Not much to say today. I'm just enjoying the process and hearing what you guys have to say. Read on, dear friends! Read on!
(CAUTION: The following contains unedited material that may be unsuitable for the grammatically inclined. Keep in mind that I don’t review what I write until after the first draft of the whole novel is done, so please keep your spelling and grammar fixes until the Beta Reader rounds.)
"Well, would you look at what the cat dragged in?" boomed Master Sergeant Trent when he answered the door to The Jefferson Group headquarters.
"We got stuck in traffic," Cal said by way of greeting. "I could use a shower and a beer, and not necessarily in that order."
"The beer, I can help you with. The shower you have to take care of for yourself."
"Is everyone here?" Cal asked.
"Everyone's here, who's still in the town."
"Tell them I'll be down in five minutes.

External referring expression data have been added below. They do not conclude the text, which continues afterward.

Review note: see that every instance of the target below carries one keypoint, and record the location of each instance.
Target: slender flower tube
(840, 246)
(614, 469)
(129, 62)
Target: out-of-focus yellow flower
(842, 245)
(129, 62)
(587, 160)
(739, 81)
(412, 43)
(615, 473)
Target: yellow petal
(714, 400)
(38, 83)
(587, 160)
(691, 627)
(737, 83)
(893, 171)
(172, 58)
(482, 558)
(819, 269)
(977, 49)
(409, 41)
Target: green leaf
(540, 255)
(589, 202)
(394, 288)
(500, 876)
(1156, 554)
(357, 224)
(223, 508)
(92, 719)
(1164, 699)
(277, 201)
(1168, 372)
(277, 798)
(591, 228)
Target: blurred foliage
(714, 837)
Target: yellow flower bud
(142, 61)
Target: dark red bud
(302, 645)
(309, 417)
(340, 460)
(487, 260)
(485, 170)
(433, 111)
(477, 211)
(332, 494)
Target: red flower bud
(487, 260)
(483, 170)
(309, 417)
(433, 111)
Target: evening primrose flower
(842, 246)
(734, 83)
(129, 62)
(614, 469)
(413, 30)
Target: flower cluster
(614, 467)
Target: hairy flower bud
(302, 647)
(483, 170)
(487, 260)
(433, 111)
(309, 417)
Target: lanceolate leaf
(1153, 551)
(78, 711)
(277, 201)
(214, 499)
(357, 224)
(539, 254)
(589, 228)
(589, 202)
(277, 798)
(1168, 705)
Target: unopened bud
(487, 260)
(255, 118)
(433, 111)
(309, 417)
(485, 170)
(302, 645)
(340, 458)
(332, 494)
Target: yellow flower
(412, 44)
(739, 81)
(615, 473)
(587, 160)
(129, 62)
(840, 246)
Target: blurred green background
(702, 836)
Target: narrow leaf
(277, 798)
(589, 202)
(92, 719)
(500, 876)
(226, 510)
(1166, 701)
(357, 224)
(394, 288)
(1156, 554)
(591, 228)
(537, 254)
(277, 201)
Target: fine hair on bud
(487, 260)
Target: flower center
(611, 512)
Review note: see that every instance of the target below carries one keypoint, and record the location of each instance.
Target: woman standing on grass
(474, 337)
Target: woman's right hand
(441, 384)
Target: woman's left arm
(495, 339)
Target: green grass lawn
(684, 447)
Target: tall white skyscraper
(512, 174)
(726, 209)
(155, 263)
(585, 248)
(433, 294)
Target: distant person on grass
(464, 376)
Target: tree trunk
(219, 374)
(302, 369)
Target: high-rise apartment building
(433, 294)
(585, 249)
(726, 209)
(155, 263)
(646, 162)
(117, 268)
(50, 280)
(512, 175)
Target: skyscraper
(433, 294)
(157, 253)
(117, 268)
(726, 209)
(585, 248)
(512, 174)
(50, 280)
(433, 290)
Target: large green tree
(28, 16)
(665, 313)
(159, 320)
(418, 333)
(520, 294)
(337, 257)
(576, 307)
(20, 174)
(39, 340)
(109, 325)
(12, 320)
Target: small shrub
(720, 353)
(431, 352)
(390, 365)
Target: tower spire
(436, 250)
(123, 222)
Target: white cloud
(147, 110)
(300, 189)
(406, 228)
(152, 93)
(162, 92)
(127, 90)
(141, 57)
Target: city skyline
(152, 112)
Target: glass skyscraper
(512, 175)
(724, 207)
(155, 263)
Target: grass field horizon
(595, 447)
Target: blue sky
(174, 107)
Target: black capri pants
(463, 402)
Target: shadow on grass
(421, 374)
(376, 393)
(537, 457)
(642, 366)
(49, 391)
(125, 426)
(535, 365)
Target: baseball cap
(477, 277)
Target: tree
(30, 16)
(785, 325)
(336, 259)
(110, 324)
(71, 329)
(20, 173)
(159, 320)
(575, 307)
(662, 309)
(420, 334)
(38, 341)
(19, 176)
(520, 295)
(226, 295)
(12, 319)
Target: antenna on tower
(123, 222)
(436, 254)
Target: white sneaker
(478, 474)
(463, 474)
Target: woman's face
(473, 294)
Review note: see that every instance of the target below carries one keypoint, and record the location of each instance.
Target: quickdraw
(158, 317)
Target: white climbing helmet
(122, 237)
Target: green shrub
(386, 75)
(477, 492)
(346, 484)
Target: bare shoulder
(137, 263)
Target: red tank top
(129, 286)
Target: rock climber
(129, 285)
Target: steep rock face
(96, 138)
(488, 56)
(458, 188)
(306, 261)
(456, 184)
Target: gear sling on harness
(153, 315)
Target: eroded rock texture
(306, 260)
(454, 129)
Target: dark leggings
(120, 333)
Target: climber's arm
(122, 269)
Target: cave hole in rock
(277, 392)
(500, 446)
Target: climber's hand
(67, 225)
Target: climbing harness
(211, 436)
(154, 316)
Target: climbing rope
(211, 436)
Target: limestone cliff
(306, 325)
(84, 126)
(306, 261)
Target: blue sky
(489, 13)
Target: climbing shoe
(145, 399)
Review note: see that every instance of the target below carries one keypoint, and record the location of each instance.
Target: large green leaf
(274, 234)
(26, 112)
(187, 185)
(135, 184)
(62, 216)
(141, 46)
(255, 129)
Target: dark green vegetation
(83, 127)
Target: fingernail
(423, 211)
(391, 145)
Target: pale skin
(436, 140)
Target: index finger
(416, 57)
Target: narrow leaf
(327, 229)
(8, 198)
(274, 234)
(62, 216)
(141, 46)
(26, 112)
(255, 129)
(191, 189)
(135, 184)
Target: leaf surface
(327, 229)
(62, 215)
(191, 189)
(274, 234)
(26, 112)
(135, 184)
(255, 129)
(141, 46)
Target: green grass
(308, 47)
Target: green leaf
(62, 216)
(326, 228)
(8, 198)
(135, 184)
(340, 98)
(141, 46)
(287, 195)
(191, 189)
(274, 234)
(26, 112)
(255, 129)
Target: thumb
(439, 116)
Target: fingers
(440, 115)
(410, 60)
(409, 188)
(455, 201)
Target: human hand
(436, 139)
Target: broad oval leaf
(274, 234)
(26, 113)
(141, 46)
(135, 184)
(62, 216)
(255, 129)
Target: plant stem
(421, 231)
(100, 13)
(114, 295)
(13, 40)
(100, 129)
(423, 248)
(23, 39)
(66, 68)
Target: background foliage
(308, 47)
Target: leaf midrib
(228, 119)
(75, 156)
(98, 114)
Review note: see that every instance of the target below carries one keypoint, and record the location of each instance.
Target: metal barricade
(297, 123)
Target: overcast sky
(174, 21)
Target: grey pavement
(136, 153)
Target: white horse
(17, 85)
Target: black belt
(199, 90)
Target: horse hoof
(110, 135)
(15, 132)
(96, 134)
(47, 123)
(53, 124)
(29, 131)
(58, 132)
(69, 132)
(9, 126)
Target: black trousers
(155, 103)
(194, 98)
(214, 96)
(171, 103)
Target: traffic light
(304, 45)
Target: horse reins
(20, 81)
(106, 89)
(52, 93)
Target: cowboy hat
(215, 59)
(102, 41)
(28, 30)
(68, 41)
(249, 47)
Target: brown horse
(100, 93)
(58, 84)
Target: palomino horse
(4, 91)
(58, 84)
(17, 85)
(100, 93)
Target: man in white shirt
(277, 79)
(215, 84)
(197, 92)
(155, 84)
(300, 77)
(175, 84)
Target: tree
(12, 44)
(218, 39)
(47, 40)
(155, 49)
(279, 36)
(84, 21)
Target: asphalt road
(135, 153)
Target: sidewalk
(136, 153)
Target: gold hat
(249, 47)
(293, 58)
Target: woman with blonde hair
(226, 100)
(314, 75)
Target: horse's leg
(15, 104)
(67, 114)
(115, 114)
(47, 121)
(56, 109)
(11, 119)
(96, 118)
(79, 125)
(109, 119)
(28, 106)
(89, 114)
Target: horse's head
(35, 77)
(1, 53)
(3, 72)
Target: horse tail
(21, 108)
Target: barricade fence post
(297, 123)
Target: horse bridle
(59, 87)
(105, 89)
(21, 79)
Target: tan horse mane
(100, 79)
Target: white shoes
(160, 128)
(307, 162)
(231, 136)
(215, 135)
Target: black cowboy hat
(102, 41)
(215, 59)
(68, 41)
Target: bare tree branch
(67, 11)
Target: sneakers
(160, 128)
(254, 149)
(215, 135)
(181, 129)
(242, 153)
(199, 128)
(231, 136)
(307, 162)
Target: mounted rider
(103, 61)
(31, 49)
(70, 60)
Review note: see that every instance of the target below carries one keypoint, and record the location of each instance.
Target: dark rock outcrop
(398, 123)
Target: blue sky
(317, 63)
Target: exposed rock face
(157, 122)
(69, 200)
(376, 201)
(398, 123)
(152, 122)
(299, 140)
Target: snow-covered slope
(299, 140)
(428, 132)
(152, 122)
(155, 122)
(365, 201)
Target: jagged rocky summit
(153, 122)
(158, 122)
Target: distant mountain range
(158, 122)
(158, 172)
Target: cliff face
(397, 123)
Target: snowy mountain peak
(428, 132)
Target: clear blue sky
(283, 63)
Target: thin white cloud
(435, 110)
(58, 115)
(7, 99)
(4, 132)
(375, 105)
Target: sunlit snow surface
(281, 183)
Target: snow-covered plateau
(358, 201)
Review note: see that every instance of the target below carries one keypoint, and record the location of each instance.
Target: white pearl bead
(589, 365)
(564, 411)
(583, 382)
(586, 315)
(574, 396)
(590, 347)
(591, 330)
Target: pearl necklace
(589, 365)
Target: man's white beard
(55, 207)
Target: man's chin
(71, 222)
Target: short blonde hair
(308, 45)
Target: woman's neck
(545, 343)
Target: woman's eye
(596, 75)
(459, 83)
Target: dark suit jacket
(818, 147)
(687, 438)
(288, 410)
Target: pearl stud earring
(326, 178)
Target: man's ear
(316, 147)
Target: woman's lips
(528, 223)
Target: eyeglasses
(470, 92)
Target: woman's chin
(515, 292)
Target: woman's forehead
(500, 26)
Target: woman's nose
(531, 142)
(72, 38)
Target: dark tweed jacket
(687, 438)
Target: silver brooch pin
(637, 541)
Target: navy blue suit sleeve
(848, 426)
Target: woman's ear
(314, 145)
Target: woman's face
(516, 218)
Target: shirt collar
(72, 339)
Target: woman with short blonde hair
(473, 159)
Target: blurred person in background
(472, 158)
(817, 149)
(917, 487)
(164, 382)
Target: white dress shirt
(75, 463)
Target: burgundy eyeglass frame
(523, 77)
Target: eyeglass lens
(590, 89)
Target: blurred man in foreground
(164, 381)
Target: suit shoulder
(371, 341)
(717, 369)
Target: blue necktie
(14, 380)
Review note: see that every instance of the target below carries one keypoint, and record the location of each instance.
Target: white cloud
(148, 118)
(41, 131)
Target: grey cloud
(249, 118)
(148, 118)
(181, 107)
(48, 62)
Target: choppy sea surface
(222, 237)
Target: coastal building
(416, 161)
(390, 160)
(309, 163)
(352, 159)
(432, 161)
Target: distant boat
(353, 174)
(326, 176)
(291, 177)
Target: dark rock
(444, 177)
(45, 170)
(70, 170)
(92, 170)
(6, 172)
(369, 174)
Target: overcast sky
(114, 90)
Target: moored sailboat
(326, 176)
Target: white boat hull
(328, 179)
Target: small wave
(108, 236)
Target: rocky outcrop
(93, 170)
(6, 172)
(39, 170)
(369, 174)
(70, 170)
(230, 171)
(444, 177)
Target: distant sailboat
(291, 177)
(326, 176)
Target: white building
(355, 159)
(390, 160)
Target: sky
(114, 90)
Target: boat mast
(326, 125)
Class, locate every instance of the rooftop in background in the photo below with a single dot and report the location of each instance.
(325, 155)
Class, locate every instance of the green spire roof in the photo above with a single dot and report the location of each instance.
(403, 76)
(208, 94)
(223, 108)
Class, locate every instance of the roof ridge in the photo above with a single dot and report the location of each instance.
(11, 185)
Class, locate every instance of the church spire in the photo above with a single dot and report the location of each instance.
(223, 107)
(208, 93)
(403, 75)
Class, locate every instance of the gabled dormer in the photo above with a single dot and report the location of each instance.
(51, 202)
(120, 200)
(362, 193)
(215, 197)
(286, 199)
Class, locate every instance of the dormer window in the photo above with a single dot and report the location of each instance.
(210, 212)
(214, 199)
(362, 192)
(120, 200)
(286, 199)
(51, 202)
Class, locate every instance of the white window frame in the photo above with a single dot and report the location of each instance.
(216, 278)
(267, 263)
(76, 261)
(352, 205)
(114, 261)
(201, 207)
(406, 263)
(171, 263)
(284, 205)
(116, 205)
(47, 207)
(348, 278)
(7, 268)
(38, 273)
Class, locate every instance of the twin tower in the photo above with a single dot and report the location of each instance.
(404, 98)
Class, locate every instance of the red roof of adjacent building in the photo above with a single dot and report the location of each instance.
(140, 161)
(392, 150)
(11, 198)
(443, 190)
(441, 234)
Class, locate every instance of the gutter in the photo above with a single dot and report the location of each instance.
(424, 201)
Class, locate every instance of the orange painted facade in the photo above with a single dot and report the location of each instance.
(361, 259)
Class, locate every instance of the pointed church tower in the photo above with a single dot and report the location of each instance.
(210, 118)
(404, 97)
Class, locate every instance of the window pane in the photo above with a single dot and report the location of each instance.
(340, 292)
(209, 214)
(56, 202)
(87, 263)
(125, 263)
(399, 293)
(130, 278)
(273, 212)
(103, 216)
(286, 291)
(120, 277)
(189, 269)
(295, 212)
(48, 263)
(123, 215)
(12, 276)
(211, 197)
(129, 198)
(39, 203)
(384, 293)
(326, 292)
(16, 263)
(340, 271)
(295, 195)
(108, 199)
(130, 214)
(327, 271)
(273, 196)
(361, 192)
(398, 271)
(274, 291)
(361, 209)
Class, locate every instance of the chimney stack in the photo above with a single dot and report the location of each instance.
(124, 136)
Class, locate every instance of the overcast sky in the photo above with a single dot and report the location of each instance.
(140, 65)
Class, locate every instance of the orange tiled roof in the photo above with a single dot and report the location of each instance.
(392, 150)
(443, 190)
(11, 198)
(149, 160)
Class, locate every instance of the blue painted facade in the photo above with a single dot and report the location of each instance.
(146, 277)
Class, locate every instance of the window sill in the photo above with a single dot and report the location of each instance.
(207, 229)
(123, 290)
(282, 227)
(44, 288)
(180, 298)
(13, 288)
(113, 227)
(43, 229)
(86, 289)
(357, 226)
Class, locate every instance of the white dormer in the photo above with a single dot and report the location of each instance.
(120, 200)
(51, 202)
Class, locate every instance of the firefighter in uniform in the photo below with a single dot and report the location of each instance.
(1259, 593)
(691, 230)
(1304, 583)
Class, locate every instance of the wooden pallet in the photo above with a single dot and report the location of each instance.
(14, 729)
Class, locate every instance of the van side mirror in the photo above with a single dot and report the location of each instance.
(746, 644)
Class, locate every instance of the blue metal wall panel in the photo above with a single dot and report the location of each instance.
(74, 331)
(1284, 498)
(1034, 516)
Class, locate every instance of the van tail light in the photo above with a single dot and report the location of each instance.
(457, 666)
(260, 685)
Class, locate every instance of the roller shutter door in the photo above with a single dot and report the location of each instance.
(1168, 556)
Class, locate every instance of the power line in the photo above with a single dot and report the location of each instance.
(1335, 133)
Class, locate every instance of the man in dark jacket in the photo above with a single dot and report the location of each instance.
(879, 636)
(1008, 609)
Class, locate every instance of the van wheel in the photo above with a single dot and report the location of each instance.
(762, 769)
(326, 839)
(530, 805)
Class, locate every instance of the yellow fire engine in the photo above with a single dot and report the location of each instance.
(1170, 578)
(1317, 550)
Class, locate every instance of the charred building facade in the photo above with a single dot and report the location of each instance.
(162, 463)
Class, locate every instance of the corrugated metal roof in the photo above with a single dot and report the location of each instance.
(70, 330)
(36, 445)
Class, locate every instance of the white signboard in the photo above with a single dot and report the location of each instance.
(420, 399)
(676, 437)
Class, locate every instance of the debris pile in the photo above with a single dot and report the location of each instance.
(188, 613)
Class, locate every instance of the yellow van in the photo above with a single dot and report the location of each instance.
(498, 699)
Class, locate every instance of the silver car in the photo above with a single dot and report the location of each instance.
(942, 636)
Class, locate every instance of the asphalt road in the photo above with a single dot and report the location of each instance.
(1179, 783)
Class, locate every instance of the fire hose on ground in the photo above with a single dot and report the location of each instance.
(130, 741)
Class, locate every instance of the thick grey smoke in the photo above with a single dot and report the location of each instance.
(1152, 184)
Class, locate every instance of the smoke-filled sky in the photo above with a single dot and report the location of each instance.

Oh, and Top?"
"Do me a favor and don't tell me how our boy, Snake Eyes, looks like he just woke up from a 24 hour nap."
Top chuckled and raised his hand in the air as if taking an oath, "I do solemnly swear".
The paired down headquarters group was waiting in the war room when Cal walked inside. He felt refreshed now that he’d scraped off a few layers of road dust. He needed to call Diane at some point, but that could wait.
"Did you start without me?" Call asked, gratefully snagging the beer offered by Top.
"Still no details on the weapon you found," Neil said, for once not clacking away on his computer. Instead he was sipping a chilled martini with three massive olives skewered inside.
“Anymore on the think tank? What's it called again?"
"The America Institute," Daniel answered. "Looks like one of a thousand of it's kind. They do consulting, write policy paper, and do a lot of thinking, of course. They've got some big names on their register."
"And one very dead ex-employee," Cal said sipping his beer thoughtfully. "I hope you all don't mind, but I'm going to think through this one out loud.” There were no objections. “We’ve got a guy who gets fired from his job. Disgruntled employee numero uno, aka Tommy Quinn, calls the Chicago Tribune to tell them he has some kind of evidence on a flash drive. My first question is, why not just send the files via email?"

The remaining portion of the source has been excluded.